In cloud-init's case, the generator examines the kernel command line and a
few files on the filesystem to see if cloud-init is to be disabled or
enabled; the default is to be enabled.
I don't think there is a direct equivalent in sysvinit; rather at
install-time cloud-init packaging would have setup the symlinks in various
rc.X directories (at least on Linux)
It might be that we would need to use some of the more common rc script
checks for a file, and if not present or a specific value set, then each of
those init-scripts exit without invoking cloud-init.
> not do I know when /var/lib/cloud gets "copied" - but I do understand -
> better - the difference between cloud-init-local and cloud-init
>
/var/lib/cloud doesn't get copied; it does get populated during boot; for
example, the instances/ directory is populated with the various
instance-id values that have been discovered; typically each time you boot
an instance, either it has an id embedded (A nocloud datasource would
provide an id)
or if it's in a cloud, the cloud provides an instance-id in its metadata
service; this allows an image to be booted somewhere else and cloud-init
will known that it needs to run certain stages/config modules again since
the image isn't booting on the same instance-id; contrast with
rebooting an instance with the same id, cloud-init can skip some
stages/config as they are only performed once per-instance (ssh host
keygen, for example).
Ryan
>
> On 11/01/2017 19:55, Michael Felt wrote:
>
> So, there are few terms that are confusing:
>
> Shortening this - removing AIX specific stuff (that is my worry, not
> yours)
>
>
> Reading https://cloudinit.readthedocs.io/en/latest/topics/boot.html
>
> * generator: what is a generator? What is cloud-init.target? (I suspect a
> systemd construct).
>
> * local: in sysv terms this starts /etc/rc.d/rcX.d/SXX/cloud-init-local
> start
>
> Snip
>
> From the docs:
>
> "If this is an instance’s first boot, then the selected network
> configuration is rendered. This includes clearing of all previous (stale)

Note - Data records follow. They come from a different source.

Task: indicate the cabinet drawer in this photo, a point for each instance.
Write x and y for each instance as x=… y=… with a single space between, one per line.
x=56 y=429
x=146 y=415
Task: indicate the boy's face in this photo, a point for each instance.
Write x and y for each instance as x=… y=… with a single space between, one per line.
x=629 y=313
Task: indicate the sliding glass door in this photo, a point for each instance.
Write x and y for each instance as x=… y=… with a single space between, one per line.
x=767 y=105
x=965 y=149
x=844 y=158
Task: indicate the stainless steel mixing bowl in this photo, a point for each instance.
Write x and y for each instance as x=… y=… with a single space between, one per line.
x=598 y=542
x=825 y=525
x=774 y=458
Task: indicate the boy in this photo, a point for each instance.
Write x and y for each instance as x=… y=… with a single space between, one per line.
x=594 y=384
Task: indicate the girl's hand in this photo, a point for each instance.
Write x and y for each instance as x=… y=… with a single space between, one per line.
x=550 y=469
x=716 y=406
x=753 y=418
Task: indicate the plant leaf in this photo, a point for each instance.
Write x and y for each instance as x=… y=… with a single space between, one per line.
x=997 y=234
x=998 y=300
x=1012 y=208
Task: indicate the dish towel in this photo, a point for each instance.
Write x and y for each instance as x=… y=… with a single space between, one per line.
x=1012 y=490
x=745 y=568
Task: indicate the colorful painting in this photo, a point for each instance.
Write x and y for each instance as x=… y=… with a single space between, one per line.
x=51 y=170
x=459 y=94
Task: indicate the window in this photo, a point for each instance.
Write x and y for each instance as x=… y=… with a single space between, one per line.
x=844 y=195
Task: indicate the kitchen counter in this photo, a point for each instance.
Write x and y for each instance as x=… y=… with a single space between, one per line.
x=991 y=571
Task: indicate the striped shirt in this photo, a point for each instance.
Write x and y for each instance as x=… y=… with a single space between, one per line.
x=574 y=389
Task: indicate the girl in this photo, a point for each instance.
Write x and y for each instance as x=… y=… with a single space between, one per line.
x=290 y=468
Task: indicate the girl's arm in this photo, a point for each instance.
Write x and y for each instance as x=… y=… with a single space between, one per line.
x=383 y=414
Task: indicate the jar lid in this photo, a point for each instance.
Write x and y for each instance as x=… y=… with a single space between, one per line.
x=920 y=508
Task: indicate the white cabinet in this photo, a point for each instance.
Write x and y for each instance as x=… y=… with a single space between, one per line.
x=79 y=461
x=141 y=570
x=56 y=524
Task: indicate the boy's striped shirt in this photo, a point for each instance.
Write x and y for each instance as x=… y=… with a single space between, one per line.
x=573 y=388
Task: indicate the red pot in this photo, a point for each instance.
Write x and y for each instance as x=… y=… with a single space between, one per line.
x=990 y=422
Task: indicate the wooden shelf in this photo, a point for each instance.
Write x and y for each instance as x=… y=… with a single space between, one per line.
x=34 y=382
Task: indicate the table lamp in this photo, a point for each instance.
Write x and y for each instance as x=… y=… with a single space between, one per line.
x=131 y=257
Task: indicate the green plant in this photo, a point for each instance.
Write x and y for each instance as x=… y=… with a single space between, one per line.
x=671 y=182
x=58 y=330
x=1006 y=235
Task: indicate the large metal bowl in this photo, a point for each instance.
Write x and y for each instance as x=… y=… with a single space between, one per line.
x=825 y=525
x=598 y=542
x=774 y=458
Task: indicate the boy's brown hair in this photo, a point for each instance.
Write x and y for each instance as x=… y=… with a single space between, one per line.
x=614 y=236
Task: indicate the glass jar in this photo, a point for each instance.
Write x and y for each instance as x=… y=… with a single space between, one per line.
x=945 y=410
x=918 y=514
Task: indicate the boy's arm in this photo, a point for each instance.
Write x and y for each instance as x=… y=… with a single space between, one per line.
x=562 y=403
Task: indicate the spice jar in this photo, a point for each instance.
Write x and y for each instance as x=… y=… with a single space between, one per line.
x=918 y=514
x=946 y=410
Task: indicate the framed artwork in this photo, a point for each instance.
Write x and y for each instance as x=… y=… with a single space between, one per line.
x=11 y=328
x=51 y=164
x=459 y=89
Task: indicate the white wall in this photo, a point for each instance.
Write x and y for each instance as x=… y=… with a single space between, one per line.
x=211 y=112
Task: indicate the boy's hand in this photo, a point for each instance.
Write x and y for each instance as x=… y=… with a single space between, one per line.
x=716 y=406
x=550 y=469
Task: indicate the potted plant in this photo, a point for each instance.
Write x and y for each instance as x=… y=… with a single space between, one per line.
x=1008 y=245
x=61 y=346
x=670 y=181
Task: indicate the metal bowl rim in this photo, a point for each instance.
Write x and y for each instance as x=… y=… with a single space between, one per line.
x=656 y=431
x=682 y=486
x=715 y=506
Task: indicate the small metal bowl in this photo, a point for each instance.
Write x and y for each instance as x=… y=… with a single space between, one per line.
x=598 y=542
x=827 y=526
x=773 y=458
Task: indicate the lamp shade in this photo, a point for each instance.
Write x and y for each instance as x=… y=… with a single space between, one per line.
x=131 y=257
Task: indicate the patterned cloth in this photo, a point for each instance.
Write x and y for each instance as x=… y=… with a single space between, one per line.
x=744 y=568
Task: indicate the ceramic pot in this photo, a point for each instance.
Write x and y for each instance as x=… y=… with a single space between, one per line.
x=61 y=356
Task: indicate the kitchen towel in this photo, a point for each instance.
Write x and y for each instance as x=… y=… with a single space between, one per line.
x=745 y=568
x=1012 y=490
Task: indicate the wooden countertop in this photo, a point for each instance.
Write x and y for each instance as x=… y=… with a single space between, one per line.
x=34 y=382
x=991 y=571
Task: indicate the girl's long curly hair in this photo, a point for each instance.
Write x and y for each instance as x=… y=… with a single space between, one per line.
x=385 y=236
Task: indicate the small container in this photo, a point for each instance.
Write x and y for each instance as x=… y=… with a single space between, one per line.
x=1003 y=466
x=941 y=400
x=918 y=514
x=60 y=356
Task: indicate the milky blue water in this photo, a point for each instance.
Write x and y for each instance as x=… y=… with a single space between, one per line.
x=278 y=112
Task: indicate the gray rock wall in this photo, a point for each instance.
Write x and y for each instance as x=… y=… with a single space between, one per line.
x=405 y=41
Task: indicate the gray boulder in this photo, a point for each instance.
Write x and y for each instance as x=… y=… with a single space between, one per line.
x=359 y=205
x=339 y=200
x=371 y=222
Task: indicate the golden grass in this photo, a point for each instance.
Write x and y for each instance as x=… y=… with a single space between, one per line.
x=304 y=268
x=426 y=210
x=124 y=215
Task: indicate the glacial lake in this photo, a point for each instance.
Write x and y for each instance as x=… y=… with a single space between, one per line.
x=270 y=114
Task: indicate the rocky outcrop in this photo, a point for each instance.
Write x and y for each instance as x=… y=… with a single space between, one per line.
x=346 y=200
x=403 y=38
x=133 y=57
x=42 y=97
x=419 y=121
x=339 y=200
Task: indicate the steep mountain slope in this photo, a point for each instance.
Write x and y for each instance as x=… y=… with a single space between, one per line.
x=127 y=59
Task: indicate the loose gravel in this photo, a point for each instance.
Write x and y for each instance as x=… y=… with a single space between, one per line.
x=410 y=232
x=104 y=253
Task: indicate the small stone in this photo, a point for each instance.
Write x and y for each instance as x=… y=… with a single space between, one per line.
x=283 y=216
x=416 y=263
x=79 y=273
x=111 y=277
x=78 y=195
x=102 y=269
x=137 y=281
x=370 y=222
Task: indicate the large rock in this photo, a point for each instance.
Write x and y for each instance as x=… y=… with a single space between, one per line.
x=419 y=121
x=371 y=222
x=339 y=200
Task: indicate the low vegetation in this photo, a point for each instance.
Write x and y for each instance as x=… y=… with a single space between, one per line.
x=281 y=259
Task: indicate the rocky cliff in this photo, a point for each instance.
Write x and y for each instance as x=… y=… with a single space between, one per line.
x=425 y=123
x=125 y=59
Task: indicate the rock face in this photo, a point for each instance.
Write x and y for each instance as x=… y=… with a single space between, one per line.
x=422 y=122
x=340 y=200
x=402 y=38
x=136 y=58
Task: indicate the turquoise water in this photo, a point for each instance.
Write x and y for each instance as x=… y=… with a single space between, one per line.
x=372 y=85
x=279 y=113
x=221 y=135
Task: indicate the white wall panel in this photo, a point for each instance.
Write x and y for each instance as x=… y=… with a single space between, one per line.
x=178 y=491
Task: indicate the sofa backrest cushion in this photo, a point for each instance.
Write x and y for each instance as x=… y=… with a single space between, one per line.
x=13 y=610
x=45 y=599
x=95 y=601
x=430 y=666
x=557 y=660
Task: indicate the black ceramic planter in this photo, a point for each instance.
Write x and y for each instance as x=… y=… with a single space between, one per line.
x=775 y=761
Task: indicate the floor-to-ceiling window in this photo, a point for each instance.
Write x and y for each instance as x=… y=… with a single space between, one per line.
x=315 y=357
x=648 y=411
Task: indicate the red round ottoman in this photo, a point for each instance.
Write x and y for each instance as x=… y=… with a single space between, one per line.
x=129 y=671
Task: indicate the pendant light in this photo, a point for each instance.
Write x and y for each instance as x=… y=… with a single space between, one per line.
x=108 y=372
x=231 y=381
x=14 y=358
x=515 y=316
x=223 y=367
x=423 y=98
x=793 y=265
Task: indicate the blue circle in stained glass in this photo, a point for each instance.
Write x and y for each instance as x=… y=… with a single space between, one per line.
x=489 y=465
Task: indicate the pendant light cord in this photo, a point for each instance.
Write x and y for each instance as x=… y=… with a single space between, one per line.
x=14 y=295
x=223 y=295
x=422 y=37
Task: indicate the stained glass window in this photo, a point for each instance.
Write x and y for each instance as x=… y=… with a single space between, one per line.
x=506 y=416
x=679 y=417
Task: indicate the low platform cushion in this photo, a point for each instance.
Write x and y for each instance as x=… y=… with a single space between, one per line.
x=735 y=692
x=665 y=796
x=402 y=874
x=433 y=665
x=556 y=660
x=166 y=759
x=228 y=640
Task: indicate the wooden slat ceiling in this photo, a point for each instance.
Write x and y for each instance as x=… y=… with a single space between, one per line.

> configuration including persistent device naming with old mac addresses.
>
> I read this to be:
> a) remove aka forget previous settings/state
> b) use info from data source to (re-)configure devices - especially when
> 'static' definitions are involved versus 'device auto-settings (e.g., dhcp)
>
>
> This stage must block network bring-up or any stale configuration might
> already have been applied.
>
> Block - or again, per my comments above forget (and DHCP - bring a device
> down, "forget", enable device again)
>
> That could have negative effects such as DHCP hooks or broadcast of an old
> hostname. It would also put the system in an odd state to recover from as
> it may then have to restart network devices."
>
> Per "docs" on "network" - it seems the goal is to end with (all) devices
> re-configured and active.
>
>
> So, "when does /var/lib/cloud" get copied?
>
> * network
>
> docs say:
>
> * *runs*: After local stage and configured networking is up.
>
> Again, my uncertainity - are all devices re-configured and active, or only
> only the network - AND - I should read the 'name' of this pahse to mean
> 'network' is done, now we do the rest.
>
> * *blocks*: As much of remaining boot as possible.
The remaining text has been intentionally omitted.